Tuesday, February 24, 2015

The Poster Child of Gender Dissonance


Because I'm feeling a little emotionally vulnerable due to medication withdrawal, I'll risk a topic I usually consign to the proverbial recesses of my mind. My bisexuality is only one aspect of my identity, mostly processed and put aside, but gender identity is still quite tender, not entirely resolved as yet. I have to thank feminists of my own generation for their hard work in publicizing transgender topics and raising their voices for the sake of fairness. They allowed me to find myself in the midst of tremendous confusion and self-loathing. For a long time I thought of myself as hopelessly eccentric, unable to achieve normality for reasons I could not understand.  

Today I feel stretched, my notion of acceptable physical self expanded beyond previous boundaries. I found a website yesterday that showed real, authentic transgender pornography. Maybe it's not that odd that valuable lessons can be learned from visual representations of sexual contact. One particular site focused almost exclusively on transwomen. I looked on with a combination of fascination and a very guilty arousal. Though I established for myself a while back that transition was not what I needed, the video I viewed allowed me to recognize what I would have become if I did.
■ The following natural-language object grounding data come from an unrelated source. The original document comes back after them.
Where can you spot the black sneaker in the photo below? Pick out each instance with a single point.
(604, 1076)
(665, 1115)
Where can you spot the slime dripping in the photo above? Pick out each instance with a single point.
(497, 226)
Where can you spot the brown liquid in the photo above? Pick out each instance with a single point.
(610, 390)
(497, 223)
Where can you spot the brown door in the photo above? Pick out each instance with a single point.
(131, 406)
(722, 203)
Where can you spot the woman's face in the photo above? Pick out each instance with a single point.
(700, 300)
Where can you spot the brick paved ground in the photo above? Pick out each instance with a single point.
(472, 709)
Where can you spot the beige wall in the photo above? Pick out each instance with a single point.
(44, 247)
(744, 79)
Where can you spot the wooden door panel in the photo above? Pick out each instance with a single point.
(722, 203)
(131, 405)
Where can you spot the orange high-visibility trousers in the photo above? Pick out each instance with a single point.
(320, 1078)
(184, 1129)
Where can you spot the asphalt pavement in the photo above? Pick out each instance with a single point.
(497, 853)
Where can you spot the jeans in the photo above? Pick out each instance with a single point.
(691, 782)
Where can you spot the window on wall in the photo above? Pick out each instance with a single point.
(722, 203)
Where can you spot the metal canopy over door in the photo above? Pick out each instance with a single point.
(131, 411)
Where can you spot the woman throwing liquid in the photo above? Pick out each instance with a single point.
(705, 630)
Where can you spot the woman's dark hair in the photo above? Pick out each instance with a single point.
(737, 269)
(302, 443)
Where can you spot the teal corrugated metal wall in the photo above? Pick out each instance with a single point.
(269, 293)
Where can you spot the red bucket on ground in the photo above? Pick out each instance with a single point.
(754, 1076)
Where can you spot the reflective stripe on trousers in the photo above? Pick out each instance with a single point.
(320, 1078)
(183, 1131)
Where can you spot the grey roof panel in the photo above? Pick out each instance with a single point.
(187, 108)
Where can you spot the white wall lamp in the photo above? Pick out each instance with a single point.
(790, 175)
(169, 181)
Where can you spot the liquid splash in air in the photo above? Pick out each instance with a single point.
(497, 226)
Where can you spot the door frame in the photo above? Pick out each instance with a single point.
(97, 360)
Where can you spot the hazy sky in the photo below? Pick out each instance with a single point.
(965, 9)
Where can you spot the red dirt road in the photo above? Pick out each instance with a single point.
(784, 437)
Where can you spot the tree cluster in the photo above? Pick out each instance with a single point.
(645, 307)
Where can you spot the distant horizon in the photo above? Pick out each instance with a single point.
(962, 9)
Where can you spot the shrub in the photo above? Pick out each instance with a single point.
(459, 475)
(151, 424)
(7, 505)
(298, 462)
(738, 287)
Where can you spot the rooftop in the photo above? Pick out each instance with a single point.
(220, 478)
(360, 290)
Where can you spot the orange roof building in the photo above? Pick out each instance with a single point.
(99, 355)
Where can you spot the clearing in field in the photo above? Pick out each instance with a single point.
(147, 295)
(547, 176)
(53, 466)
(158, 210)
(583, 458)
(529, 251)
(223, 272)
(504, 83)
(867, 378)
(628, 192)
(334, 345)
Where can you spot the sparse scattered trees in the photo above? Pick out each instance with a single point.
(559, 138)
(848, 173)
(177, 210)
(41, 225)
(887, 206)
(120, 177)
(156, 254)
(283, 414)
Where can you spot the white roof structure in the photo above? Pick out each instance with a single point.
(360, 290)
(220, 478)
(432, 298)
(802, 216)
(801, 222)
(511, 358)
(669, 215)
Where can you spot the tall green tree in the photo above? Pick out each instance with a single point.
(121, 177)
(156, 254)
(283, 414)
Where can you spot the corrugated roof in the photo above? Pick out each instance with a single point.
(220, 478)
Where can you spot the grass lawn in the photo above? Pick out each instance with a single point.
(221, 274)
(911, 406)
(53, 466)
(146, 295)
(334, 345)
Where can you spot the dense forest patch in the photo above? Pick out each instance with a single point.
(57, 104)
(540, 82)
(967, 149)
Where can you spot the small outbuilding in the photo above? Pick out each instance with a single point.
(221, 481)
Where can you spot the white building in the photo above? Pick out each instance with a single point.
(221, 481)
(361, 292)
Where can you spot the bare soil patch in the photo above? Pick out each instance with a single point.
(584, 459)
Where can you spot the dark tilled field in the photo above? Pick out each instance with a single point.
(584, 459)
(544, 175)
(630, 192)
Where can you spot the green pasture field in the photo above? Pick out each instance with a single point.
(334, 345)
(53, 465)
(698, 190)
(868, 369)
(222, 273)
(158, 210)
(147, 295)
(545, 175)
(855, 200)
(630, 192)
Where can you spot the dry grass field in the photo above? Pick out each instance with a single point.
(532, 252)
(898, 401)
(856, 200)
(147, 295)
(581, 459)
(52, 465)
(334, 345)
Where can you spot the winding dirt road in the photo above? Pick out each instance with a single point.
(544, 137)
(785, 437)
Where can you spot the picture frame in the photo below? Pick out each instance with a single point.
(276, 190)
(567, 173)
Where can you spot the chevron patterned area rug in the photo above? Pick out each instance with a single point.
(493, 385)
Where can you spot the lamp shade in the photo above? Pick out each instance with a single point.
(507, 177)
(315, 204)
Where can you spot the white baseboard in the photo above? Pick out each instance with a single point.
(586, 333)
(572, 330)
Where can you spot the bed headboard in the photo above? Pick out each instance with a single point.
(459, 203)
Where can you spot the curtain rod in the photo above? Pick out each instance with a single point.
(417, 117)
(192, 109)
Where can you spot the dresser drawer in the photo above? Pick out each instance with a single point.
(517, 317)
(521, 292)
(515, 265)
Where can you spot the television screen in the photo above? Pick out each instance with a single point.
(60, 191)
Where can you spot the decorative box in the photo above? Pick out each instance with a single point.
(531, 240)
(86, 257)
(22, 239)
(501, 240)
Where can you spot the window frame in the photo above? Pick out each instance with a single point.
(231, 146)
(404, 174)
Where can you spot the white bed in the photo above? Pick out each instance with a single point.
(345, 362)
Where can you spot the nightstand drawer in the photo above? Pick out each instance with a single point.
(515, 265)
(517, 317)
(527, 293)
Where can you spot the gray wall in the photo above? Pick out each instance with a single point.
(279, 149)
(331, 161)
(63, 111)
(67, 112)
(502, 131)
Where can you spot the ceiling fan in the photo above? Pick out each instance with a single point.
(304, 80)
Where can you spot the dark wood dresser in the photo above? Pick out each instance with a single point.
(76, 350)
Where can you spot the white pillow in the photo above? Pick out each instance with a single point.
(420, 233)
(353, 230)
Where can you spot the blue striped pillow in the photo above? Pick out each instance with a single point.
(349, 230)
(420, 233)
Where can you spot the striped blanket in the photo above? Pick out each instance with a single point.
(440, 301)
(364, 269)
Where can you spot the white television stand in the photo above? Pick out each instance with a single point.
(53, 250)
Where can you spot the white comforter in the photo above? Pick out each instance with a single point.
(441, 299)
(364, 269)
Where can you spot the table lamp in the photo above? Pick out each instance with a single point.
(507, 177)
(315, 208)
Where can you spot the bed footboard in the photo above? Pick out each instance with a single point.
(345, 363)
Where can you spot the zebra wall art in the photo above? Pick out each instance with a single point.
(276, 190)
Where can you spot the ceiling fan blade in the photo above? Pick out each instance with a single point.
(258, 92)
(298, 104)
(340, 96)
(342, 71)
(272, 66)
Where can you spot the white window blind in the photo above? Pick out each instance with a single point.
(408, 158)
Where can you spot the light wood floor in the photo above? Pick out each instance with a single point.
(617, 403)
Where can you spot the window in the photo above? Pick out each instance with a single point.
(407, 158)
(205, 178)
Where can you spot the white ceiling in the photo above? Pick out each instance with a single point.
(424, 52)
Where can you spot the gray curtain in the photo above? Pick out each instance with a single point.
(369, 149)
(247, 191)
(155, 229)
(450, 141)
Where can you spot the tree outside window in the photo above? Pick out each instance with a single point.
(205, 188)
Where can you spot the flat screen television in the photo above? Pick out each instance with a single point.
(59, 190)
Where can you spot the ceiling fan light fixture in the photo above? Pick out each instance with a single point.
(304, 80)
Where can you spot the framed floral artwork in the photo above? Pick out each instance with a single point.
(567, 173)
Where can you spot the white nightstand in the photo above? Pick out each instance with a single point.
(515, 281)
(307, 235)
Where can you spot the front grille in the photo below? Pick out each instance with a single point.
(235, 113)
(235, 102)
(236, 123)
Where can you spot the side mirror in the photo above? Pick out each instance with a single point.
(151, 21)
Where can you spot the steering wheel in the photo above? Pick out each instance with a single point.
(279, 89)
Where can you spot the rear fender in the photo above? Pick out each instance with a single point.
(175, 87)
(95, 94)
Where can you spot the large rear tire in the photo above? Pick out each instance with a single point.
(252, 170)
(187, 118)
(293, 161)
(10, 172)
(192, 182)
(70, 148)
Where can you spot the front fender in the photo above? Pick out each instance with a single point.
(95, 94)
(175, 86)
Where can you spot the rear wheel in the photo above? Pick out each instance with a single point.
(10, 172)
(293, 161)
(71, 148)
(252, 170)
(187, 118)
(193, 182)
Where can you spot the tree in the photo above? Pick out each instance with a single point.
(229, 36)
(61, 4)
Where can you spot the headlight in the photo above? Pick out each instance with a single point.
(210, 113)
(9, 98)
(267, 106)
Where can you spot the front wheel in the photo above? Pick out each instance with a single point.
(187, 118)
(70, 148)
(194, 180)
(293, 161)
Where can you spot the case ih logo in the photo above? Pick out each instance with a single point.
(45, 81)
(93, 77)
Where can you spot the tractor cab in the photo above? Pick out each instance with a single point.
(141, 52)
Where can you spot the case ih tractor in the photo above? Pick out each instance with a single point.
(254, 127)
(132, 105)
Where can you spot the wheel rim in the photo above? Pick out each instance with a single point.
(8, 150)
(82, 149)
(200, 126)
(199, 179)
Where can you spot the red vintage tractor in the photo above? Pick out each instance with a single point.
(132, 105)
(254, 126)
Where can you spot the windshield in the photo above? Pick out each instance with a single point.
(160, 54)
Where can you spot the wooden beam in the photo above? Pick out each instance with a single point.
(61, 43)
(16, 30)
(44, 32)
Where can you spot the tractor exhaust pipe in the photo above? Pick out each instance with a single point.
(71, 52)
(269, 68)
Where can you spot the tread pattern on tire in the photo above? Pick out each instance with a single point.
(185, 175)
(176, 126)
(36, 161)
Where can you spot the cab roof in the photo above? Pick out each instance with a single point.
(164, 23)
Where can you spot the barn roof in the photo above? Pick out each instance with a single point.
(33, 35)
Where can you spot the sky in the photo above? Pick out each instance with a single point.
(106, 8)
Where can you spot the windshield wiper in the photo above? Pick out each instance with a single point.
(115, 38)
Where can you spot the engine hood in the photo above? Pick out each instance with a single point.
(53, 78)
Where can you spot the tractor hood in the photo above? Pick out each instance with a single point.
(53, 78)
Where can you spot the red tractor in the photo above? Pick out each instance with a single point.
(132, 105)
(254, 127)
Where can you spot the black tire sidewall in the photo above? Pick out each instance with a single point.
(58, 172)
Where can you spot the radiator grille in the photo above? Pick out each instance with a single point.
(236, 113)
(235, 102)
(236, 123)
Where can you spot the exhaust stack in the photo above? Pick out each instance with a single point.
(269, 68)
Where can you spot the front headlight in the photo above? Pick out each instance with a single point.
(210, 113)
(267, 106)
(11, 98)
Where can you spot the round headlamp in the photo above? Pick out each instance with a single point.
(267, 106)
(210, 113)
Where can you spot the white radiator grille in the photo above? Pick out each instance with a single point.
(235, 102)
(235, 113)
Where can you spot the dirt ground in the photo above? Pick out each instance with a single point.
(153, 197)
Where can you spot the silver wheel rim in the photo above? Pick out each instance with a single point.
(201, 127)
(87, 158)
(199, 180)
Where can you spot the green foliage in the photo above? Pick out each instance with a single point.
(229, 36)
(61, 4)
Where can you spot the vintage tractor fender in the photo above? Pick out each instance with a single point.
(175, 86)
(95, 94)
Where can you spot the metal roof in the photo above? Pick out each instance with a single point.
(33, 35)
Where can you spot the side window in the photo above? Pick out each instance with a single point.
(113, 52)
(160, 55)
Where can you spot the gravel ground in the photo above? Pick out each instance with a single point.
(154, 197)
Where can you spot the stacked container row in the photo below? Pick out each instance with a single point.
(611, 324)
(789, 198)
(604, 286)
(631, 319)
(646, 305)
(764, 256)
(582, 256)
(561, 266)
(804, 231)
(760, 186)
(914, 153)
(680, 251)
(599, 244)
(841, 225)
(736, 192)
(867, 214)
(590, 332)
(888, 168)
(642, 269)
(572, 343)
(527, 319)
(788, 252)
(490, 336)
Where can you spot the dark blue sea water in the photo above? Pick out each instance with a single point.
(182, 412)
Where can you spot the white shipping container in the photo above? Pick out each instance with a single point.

I'll say this. It seems like a tremendous amount of work, especially for someone like me who presents in such a masculine fashion. Due to borderline high blood pressure, I have an EKG done every six months at the cardiologist. In order to get the electrodes to stick to my chest, a certain portion of my chest hair must be shaved first. When I was in college, I often frequented drag shows at the local gay bay. I saw the diligent work done by each performer to remove body hair and pass for female, knowing how time consuming it would be for me. What we might call high femme (traditionally feminine) cisgender women think nothing of taking hours to make themselves up immaculately, and to an extent the same was true here. 

Some time ago, I hooked up with a man I met at a club. I hope you don't mind, he said, but I do wear panties. I knew his own shame and I remember I even smiled at his honesty. I took great relish in informing him that I did the same thing myself. He relaxed, instantly. I'm a movie buff, and it saddens me to see how many pejorative references there are in films to men wearing women's underwear, scornful language reducing them to emasculated sissies, not fit to be called men. For reasons like these, I never have felt comfortable identifying as male, though I know I do present as such based on how I was socialized and how I looked upon exiting the womb.

With the anecdote I've just mentioned, I have to say that the experience we had together was sexually underwhelming. Even so, recognizing that I was not alone meant more to me. The two of us had an informative and comforting conversation afterwards that I never expected to have with any other person. Gay sex is another target of male homophobia, the basic concept being that being penetrated in any form is only for women. Men shame each other in certain ways and I've learned, also from feminists, that women gender police themselves in many other ways. 

The only thing that bothers me about transgender issues as currently presented is that they are rather limited in scope. I'm comfortable among white, well-educated, middle class people like myself, but this is very much the status quo. I have to say I wonder about the transwoman or transman who has no clue what terms like gender non-conforming or gender dissonance even mean. They may not realize that surgery is an option, provided they can afford it. They may not have a comforting set of vocabulary words at their disposal. And if they are of a racial minority or religious minority, they may incorrectly assume that they're the only transgender person of color or of faith out there.

I bet not all of the readers of this post understand the complexities present here. It has to start somewhere, but knowledge must eventually reach marginalized people. Sometimes this happens in a very natural, organic sort of way, but sometimes exclusionary attitudes are never challenged. Sins of omission characterize most people who seek to do good but fall short. Sins of commission, by contrast, are often those of intolerance, but they are easier to identify and attack. Let us always challenge ourselves to be better allies, so that enlightenment is not only for the well-informed, privileged, and highly educated.